4.5.De rechtbank is van oordeel dat het beroep van eisers op de disculpatiegrond moet worden verworpen. Uit het feit dat [X] de tweede hypotheek ten behoeve van zichzelf heeft gevestigd zolang zij uit hoofde van artikel 40 van de Invorderingswet aansprakelijk kan worden gesteld, blijkt juist dat zij er rekening mee hield dat zij aansprakelijk zou worden gesteld voor onbetaald gebleven vennootschapsbelastingschulden van [A]en dat zij heeft geprobeerd zichzelf te vrijwaren in plaats van zich ervan te vergewissen dat [C] niet alleen in staat maar ook bereid was om de fiscale verplichtingen van [A]na te komen.

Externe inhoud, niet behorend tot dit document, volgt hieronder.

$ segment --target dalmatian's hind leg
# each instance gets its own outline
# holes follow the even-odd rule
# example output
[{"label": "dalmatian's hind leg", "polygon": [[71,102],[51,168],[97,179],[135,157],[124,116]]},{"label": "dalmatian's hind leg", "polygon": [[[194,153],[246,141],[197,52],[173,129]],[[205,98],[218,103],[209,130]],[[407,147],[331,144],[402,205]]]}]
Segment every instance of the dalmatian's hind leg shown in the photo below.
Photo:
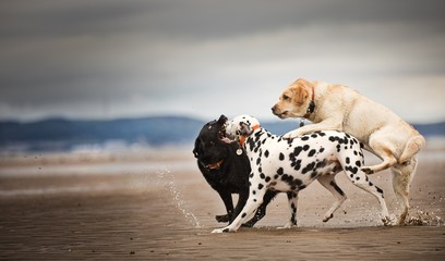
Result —
[{"label": "dalmatian's hind leg", "polygon": [[290,209],[290,219],[284,226],[278,227],[278,229],[291,228],[292,226],[297,226],[298,191],[289,191],[287,192],[287,196]]},{"label": "dalmatian's hind leg", "polygon": [[330,209],[326,212],[326,214],[323,216],[323,222],[329,221],[332,217],[334,217],[334,212],[340,208],[340,206],[345,202],[347,199],[345,192],[341,190],[341,188],[337,185],[335,182],[335,175],[336,174],[328,174],[328,175],[322,175],[317,178],[320,184],[322,184],[323,187],[325,187],[329,192],[336,198],[336,201],[333,203]]},{"label": "dalmatian's hind leg", "polygon": [[372,194],[378,200],[378,203],[381,206],[381,219],[383,224],[385,226],[392,225],[393,219],[389,216],[388,209],[383,197],[383,190],[380,187],[372,184],[372,182],[369,181],[366,174],[357,167],[356,169],[346,167],[345,174],[353,185],[365,190],[366,192]]}]

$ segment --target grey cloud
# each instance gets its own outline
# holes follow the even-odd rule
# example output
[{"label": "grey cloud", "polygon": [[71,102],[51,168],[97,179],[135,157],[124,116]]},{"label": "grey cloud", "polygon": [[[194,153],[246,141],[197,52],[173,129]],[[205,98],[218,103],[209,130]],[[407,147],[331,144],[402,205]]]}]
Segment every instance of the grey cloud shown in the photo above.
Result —
[{"label": "grey cloud", "polygon": [[131,107],[136,97],[143,111],[172,95],[277,78],[444,75],[444,9],[431,0],[2,1],[0,108]]}]

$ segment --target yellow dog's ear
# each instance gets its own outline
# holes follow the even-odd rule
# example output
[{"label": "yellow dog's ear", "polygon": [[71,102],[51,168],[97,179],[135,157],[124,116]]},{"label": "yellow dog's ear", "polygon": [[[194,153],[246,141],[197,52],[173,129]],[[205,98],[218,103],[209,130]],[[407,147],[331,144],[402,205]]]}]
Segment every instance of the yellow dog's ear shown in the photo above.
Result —
[{"label": "yellow dog's ear", "polygon": [[296,105],[304,104],[304,101],[309,98],[309,89],[312,88],[312,83],[299,78],[291,86],[293,91],[293,103],[296,103]]}]

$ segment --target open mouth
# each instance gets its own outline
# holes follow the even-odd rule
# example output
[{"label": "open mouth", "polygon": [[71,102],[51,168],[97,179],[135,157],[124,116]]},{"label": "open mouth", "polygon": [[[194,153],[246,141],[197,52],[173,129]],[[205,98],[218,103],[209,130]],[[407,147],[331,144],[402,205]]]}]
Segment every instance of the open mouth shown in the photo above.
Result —
[{"label": "open mouth", "polygon": [[231,139],[229,139],[229,138],[227,137],[227,134],[226,134],[226,124],[227,124],[227,123],[225,123],[225,124],[221,126],[221,128],[219,129],[219,132],[218,132],[218,138],[219,138],[219,140],[221,140],[222,142],[230,144],[230,142],[232,142],[233,140],[231,140]]},{"label": "open mouth", "polygon": [[279,119],[285,119],[285,117],[287,117],[289,115],[289,112],[285,111],[285,112],[282,112],[280,114],[275,114],[275,115],[277,115]]}]

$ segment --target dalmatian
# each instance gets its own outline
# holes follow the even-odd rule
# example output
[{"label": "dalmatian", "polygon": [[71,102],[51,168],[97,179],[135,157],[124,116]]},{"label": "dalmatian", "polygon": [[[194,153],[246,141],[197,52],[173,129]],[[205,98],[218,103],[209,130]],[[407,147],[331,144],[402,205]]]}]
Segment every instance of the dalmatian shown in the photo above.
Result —
[{"label": "dalmatian", "polygon": [[383,190],[361,170],[364,164],[363,145],[349,134],[338,130],[318,130],[292,139],[273,135],[249,115],[240,115],[226,123],[225,140],[237,140],[245,151],[250,164],[249,199],[233,222],[212,233],[237,232],[261,206],[267,190],[287,192],[290,219],[279,228],[297,226],[297,203],[300,190],[317,179],[336,198],[324,214],[327,222],[347,199],[335,182],[344,171],[357,187],[372,194],[380,203],[384,225],[392,222]]}]

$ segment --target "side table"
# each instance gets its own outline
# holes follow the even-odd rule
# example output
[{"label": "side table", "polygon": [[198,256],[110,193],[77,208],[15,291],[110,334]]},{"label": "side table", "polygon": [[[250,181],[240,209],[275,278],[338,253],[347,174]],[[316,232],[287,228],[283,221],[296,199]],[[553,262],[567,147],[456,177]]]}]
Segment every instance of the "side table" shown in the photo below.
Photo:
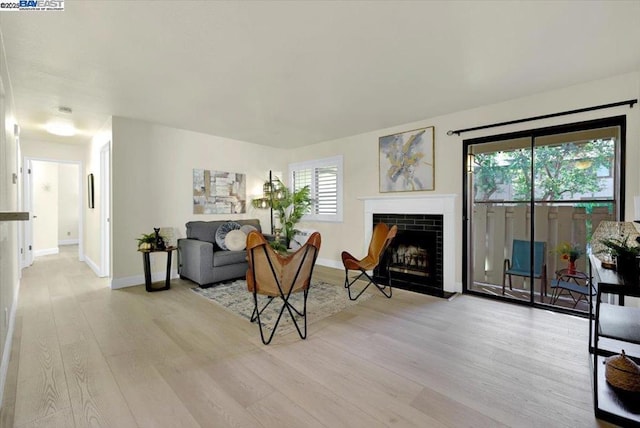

Gelet daarop en mede in beschouwing nemende de gang van zaken rond de aankoop en levering van de zwaar verhypothekeerde appartementsrechten en van de aandelenverkoop op dezelfde dag, kan niet worden gezegd dat [X] niet heeft beseft dat op onverantwoorde wijze afbreuk werd gedaan aan de verhaalsmogelijkheden voor verweerder.
4.5.3.Artikel 4, zesde lid, IW luidt als volgt:
“Degene die op grond van het eerste lid aansprakelijk is, is niet aansprakelijk voorzover hij bewijst dat het niet aan hem is te wijten dat het vermogen van de vennootschap ontoereikend is voor het voldoen van de vennootschapsbelasting.”
4.5.4.In zijn arrest van 27 juni 2014, nr. 13/03045, ECLI:NL:HR:2014:1525, BNB 2014/204 heeft de Hoge Raad onder meer het volgende overwogen: “4.3.1. Bij de beoordeling van de vraag of degene die op grond van artikel 40, lid 1, van de IW 1990 aansprakelijk is gesteld, het in artikel 40, lid 6, van de IW 1990 vereiste bewijs heeft geleverd dat het niet aan hem is te wijten dat het vermogen van de vennootschap ontoereikend is voor het voldoen van de vennootschapsbelasting, heeft het volgende te gelden.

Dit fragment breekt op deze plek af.